2. The appellant is the 3rd, respondent in the said OP. Respondents 1 to 5 are the claimants in the OP. The 6th respondent herein is the driver and the 7th respondent is the owner of the offending vehicle. The 6th respondent is given up and as far as the 7th respondent is concerned, proof of paper publication has been filed, which is sufficient proof of service of notice, but, no one appeared on behalf of the 7th respondent.
3. Sri Kota Subba Rao, the learned Counsel for the appellant-Insurance Company contended that the appellant is not disputing the occurrence of the accident that took place due to the rash and negligent driving of the lorry bearing No.AAV 636 belonging to the 7th respondent and it is also not disputing the total quantum of compensation arrived at Rs.80,600/- awarded by the Tribunal, but only contended that the limits of the liability to public risk is only limited to Rs.50,000/- under Section 95(2)(b) of the Old Motor Vehicles Act and there is no separate agreement entered into by the owner of the vehicle with the Insurance Company covering the public risk over and above the liability as contemplated under the said section and the insurance premium paid is only Rs.240/- covering the risk against the Insurance Company to an extent of Rs.50,000/- alone, and therefore, the Insurance Company is liable to pay Rs.50,000/-, but not over and above Rs.50,000/- and the remaining amount shall be paid by the owner of the vehicle alone.

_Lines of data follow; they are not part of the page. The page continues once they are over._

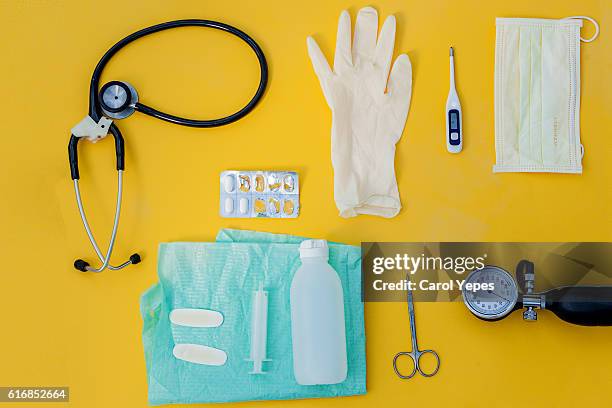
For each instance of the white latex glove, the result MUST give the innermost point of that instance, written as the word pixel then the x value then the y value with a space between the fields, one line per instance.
pixel 366 121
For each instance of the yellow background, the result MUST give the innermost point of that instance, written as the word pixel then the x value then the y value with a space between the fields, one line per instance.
pixel 63 327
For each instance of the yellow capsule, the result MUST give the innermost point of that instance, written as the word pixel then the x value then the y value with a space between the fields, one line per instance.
pixel 288 207
pixel 245 183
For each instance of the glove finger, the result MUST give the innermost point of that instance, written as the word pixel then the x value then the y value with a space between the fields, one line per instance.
pixel 399 92
pixel 384 46
pixel 364 41
pixel 400 79
pixel 343 59
pixel 320 65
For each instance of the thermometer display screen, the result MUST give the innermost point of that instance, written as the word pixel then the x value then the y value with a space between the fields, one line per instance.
pixel 454 120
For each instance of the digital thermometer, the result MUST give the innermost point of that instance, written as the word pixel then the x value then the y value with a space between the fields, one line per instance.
pixel 454 135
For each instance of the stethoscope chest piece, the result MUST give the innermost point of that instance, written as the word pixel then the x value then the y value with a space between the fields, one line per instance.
pixel 118 99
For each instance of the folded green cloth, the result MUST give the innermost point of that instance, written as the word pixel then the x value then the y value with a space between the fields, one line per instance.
pixel 222 276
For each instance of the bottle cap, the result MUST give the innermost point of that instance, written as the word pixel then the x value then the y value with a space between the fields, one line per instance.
pixel 312 248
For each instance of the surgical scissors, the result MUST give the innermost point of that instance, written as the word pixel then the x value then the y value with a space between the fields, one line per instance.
pixel 415 354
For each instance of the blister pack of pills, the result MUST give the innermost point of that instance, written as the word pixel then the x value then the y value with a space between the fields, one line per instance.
pixel 259 194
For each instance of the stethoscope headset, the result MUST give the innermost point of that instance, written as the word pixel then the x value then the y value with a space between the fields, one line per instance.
pixel 118 100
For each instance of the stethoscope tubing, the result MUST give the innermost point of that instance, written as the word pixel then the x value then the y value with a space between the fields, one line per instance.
pixel 95 112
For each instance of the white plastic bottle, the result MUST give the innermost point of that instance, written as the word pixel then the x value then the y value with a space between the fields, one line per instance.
pixel 318 332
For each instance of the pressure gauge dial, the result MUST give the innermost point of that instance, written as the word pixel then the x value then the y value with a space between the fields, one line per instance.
pixel 490 293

4. It is further submitted that the order of the Tribunal relying upon the judgment of the Madras High Court in M/s. Oriental Fire and General Insurance Company v. V. Ganapathi Ramalingam, , wherein it was held that the limitation prescribed under Section 95(2) of the Act will not apply to the vehicles which have been comprehensively insured to cover all risks, is no more a good law, in view of the judgment of the Supreme Court in National Insurance Company Limited., New Delhi v. Jugal Kishore, (DB). The Supreme Court held in the abovesaid case that in the case of comprehensive insurance of the vehicle without paying the higher premium on the score of third party limits, i.e., liability to the public risks, the liability of the insurer cannot be unlimited or higher than the statutory liability fixed under Section 95(2) of the Motor Vehicles Act, 1939, and that to cover up a higher risk, a specific agreement has to be arrived at between the owner and the insurer and a separate premium has to be paid on the amount of liability undertaken by the Insurance Company in this behalf for the payment of compensation in respect of the excess statutory liability.

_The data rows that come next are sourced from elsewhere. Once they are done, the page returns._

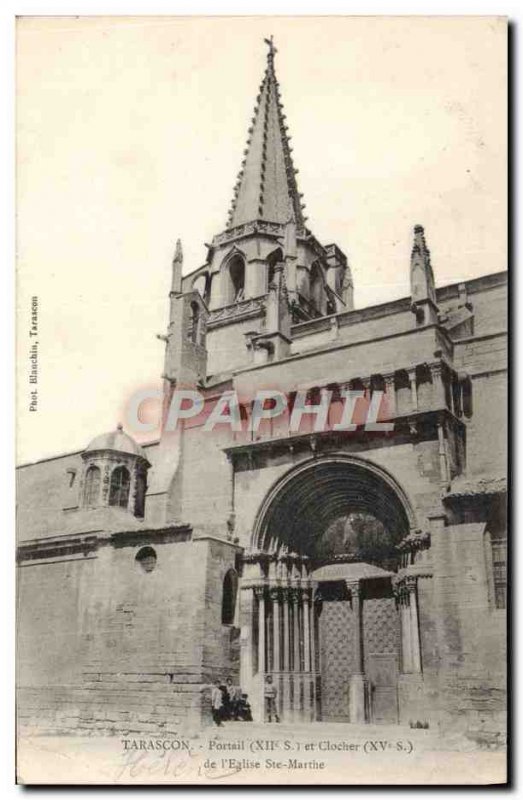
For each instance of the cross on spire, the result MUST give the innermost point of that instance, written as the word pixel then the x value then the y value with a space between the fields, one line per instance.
pixel 266 187
pixel 272 49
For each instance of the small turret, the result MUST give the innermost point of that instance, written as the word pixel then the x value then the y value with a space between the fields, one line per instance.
pixel 177 266
pixel 422 286
pixel 185 351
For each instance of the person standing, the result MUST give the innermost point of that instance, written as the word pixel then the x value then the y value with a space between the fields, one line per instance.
pixel 271 693
pixel 234 695
pixel 217 703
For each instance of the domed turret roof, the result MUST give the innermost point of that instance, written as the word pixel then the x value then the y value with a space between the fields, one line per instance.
pixel 118 441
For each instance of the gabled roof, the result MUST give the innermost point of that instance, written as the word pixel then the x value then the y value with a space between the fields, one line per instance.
pixel 266 188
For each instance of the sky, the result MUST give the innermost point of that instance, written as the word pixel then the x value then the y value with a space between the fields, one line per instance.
pixel 130 133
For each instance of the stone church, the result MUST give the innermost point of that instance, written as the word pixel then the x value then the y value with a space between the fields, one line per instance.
pixel 364 569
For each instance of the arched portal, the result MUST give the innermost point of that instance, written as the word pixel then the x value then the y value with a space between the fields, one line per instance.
pixel 328 622
pixel 303 511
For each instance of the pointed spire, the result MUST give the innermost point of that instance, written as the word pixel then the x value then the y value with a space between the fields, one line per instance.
pixel 176 282
pixel 421 274
pixel 266 188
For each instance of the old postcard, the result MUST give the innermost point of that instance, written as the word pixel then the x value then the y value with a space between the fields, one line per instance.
pixel 262 455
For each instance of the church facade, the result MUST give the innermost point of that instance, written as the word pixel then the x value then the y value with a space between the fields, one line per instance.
pixel 362 566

5. In the instance case also, as is evident from the policy of insurance, the appellant-Insurance Company did not undertake in the policy any liability in excess of the statutory liability. Therefore, the award against the appellant could be only in accordance with the statutory liability under Section 95(2)(b)(i) of the Act, i.e., to the extent of Rs.50,000/-.
6. For the aforesaid reasons, I agree with the contentions of the learned Counsel for the appellant and the appeal is accordingly allowed limiting the liability of the appellant to pay the compensation amount of Rs.50,000/- alone from out of the total compensation amount of Rs.80,600/-, and it is needless to say that the claimants are entitled to recover the remaining amount of Rs.30,600/- from the owner of the vehicle, i.e., the 7th respondent. No costs.